First Amendment not greatly cherished?


A case of
a prophet hath no honour in his own country
- up to a point.

A survey of attitudes to the First Amendment shows underwhelming enthusiasm for the jewel in the crown of the American political system.

I'm not sure how much reliance to place on the survey. For instance, Question 3 asks
Even though the U.S. Constitution guarantees freedom of the press, government has placed some restrictions on it. Overall, do you think Americans have too much press freedom, too little press freedom, or is the amount of press freedom about right?

The results: 36/17/46.

Question 4 asks
Overall, do you think the press in America has too much freedom to do what it wants, too little freedom to do what it wants, or is the amount of freedom the press has about right?

Here, the percentages are 42/12/44.

And Question 20:
Some people believe that the media has too much freedom to publish whatever it wants. Others believe there is too much government censorship.
Of those polled, 49% agreed with the former sentiment; 34% with the latter.

On personal speech - as opposed to freedom of the press - Joe Public is much more critical: asked (Q5)
do you think Americans have too much freedom to speak freely, too little freedom to speak freely, or is the amount of freedom to speak freely about right?
the results are 11/28/60.

But soon flips to kow-tow when asked (Q9) for his views (Strongly, mildly agree; Strongly, mildly disagree) on
People should be allowed to say things in public that might be offensive to racial groups.
which yields 17/18/14/49.

(Same question substituting religious for racial (Q7) produces a slim majority in favour of free speech: 30/24/13/31.)

The freedom to say inoffensive things is no freedom at all, of course: disturbing proportion of the American public seem to believe in precisely that sort of freedom.

Questions of broadcast censorship produce equally heartsink answers: for instance, to
Government officials should have the power to regulate during the morning, afternoon and early evening hours those cable television programs that contain references to sexual activity.
the percentages for Strongly, mildly agree; Strongly, mildly disagree are 31/24/15/27.

Same question for late night: 23/24/19/34.

At the moment, there is no censorship of cable TV. Are the Congressional Comstocks (John Kerry amongst them) taking notice? You bet your sweet bippy!

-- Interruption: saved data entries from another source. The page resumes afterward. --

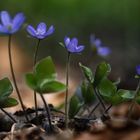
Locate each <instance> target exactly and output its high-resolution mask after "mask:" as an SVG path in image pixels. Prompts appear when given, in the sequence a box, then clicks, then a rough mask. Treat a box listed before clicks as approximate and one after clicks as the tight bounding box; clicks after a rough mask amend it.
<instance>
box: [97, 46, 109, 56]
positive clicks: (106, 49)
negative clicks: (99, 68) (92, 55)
mask: <svg viewBox="0 0 140 140" xmlns="http://www.w3.org/2000/svg"><path fill="white" fill-rule="evenodd" d="M97 53H98V55H100V56H107V55H109V54H110V53H111V50H110V49H109V48H108V47H99V48H97Z"/></svg>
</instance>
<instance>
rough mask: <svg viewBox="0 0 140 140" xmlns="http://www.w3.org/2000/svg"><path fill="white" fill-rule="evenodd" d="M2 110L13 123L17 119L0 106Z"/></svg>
mask: <svg viewBox="0 0 140 140" xmlns="http://www.w3.org/2000/svg"><path fill="white" fill-rule="evenodd" d="M0 109H1V111H2V112H4V113H5V114H6V115H7V116H8V117H9V118H10V119H11V120H12V121H13V122H14V123H17V121H16V120H15V119H14V118H13V117H12V116H11V115H10V114H9V113H8V112H7V111H5V110H4V109H3V108H0Z"/></svg>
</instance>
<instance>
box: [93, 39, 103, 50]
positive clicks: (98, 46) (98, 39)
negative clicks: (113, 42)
mask: <svg viewBox="0 0 140 140" xmlns="http://www.w3.org/2000/svg"><path fill="white" fill-rule="evenodd" d="M101 44H102V42H101V40H100V39H98V38H97V39H95V41H94V45H95V46H96V47H97V48H98V47H100V46H101Z"/></svg>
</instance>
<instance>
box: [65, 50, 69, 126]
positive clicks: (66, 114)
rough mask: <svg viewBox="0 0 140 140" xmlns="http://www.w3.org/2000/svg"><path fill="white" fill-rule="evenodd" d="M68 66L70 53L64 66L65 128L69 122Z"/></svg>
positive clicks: (68, 85)
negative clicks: (65, 68)
mask: <svg viewBox="0 0 140 140" xmlns="http://www.w3.org/2000/svg"><path fill="white" fill-rule="evenodd" d="M69 64H70V52H68V56H67V64H66V95H65V127H66V128H68V121H69V118H68V116H69V114H68V112H69V110H68V108H69V101H68V94H69Z"/></svg>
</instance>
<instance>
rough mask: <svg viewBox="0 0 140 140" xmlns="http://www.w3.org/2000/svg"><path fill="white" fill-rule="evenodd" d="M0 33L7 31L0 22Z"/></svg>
mask: <svg viewBox="0 0 140 140" xmlns="http://www.w3.org/2000/svg"><path fill="white" fill-rule="evenodd" d="M0 33H2V34H3V33H7V29H6V28H5V27H4V26H2V25H1V24H0Z"/></svg>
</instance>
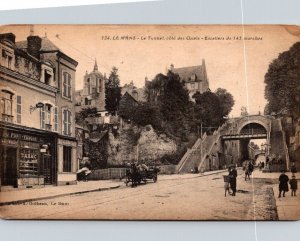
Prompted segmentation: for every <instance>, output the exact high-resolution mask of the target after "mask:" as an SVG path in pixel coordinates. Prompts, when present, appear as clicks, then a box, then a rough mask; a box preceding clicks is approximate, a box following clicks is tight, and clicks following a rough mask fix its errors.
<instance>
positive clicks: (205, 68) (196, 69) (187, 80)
mask: <svg viewBox="0 0 300 241" xmlns="http://www.w3.org/2000/svg"><path fill="white" fill-rule="evenodd" d="M170 71H172V72H173V73H176V74H178V75H179V77H180V79H181V81H183V82H184V84H185V87H186V88H187V89H188V91H189V95H190V98H191V99H192V96H193V95H194V94H195V93H196V92H197V91H199V92H200V93H201V94H202V93H203V92H205V91H208V90H209V82H208V78H207V72H206V66H205V60H204V59H202V65H196V66H188V67H182V68H175V67H174V65H173V64H172V65H171V66H170Z"/></svg>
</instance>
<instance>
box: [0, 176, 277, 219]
mask: <svg viewBox="0 0 300 241" xmlns="http://www.w3.org/2000/svg"><path fill="white" fill-rule="evenodd" d="M223 174H224V173H223ZM223 174H222V173H219V174H214V175H210V176H202V177H193V176H190V177H191V178H175V179H172V180H170V179H169V178H162V179H159V180H158V182H157V183H148V184H147V185H140V186H138V187H137V188H131V187H126V186H124V185H122V186H121V187H120V188H119V189H115V190H110V191H102V192H93V193H86V194H80V195H74V196H66V197H60V198H55V199H48V200H43V201H38V202H32V203H25V205H24V204H20V205H9V206H3V207H0V213H2V214H3V215H4V216H7V217H9V218H13V219H15V218H22V219H135V220H136V219H137V220H141V219H148V220H149V219H150V220H155V219H165V220H166V219H167V220H178V219H180V220H276V219H277V213H276V208H275V206H274V204H275V202H274V198H273V191H272V187H271V186H270V185H266V184H264V183H261V181H259V180H255V179H254V181H253V183H252V182H251V181H247V182H245V181H244V180H243V178H244V177H243V174H242V171H241V170H240V171H239V176H238V181H237V182H238V183H237V189H238V190H240V191H239V192H238V193H237V195H236V196H235V197H234V196H227V197H224V189H223V184H224V183H223V177H222V175H223ZM120 184H121V183H120ZM253 194H254V195H253Z"/></svg>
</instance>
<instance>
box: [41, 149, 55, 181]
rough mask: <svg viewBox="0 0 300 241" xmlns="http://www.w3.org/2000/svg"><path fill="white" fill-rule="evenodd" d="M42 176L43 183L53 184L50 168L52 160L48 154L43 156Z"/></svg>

The trends seem to be mixed, too. For instance, on Q20, the too much media freedom number is the worst for years 2001 (41%) and on; and to Q3 and Q4, the too much freedom answers maxed out in 2000 (no 9/11 effect evident).

But, to all questions, there is a persistent bedrock of opposition to freedom of speech in any form.

Perhaps these are folks who've savoured the WMD reports of Judith Miller, Presidential pressers, embedded reporting from Iraq and the like and decided that, if that's what American freedom of speech brings, it's not worth a Vice President's fuck.